More than 41 minutes per day in office could be factor in doctor burnout.
Female physicians spend more time working on electronic health records (EHR) than their male counterparts, in the office and out, according to an analysis published this year.
Researchers studied a potential gender gap between female and male physicians using EHR. The electronic records have positive effects, but also have been associated with physician burnout, said the research letter, “Gender Differences in Time Spent on Documentation and the Electronic Health Record in a Large Ambulatory Network,” published in the journal JAMA Network Open.
Prior work has demonstrated higher rates of burnout among women physicians, so the researchers examined EHR use at a large, New England ambulatory practice network from February 2018 to December 2019.
The network had 124 female physicians and 194 male physicians, with 173 working as primary care doctors, 103 as medical specialists and 42 as surgical specialists. “Women physicians were younger, more represented in primary care specialties, and cared for significantly fewer patients per hour and month,” 185 patients, compared to 216 patients for male doctors, the study said.
Female physicians spent 41.4 minutes more in EHR time per day than men, according to data adjusted to calculate the rate per eight hours of scheduled patient time.
They spent 31 minutes more per day on clinical documentation than male physicians, and more than nine minutes more per day on EHR outside scheduled work hours than male physicians, the study said.

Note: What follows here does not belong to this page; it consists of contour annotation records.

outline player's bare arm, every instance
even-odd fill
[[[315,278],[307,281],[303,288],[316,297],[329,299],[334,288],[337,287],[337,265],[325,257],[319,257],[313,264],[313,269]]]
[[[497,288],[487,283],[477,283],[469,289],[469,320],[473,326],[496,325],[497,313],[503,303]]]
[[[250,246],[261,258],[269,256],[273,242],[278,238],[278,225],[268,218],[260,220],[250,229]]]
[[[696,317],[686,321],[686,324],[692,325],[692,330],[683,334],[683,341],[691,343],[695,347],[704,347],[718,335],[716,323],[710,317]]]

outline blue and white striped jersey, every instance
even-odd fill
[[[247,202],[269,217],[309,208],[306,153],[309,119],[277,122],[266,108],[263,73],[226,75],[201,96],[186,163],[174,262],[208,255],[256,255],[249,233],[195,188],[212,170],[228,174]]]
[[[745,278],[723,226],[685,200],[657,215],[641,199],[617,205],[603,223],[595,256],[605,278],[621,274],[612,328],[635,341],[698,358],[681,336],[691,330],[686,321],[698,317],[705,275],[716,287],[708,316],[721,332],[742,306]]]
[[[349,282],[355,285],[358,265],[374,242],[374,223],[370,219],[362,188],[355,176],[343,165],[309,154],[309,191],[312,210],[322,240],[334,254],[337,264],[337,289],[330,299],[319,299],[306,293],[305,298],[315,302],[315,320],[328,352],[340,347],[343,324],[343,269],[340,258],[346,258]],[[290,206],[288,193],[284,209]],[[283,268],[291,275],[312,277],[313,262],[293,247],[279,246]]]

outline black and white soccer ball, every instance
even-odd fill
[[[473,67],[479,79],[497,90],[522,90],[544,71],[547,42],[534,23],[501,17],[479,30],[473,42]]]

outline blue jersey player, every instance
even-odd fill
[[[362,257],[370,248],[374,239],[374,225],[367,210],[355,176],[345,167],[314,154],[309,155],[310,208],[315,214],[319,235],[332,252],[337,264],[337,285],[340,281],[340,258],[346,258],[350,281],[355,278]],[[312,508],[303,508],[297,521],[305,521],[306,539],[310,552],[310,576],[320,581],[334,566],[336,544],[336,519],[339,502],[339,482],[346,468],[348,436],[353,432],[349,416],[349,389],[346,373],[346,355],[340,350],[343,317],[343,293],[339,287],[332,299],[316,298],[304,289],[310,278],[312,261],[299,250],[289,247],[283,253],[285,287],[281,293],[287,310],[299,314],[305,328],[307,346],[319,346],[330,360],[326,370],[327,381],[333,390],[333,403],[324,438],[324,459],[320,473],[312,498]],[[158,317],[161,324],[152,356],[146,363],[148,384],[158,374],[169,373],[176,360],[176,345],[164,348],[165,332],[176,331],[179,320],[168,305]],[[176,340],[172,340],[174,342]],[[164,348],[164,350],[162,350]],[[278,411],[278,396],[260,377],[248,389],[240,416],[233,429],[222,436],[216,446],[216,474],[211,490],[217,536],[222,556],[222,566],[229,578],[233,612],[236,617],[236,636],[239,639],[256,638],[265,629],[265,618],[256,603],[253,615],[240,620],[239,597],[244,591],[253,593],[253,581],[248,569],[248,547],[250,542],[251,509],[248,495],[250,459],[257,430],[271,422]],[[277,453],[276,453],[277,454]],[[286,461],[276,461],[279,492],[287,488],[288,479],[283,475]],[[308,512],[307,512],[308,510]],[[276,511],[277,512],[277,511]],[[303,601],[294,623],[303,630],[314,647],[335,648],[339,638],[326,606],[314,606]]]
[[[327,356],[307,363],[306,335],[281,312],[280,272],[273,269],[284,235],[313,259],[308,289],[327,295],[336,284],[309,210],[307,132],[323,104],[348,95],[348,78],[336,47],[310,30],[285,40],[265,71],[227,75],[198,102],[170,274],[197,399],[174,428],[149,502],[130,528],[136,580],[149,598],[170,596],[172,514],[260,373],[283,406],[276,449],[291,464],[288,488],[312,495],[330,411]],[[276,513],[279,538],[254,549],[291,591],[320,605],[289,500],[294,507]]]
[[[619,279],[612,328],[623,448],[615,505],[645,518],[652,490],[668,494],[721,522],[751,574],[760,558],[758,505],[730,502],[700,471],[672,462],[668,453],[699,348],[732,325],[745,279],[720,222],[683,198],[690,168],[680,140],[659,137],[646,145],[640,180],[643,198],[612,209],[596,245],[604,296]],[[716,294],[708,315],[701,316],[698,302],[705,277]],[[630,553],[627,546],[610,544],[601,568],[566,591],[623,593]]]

“Our findings provide a potential mechanism for the gender gap in burnout, which has implications for workforce mental health and physician retention,” said the study with corresponding author Lisa S. Rotenstein, MD, MBA, of Brigham and Women’s Hospital in Boston. “They suggest that women physicians may benefit from policy changes, workflows, and technologies that reduce documentation burden, including scribes, team documentation, and artificial intelligence-powered solutions,” and future studies should examine interventions that reduce documentation burdens.
The study was limited by using data from a single, nonteaching practice network, and availability of data only from prior to 2019.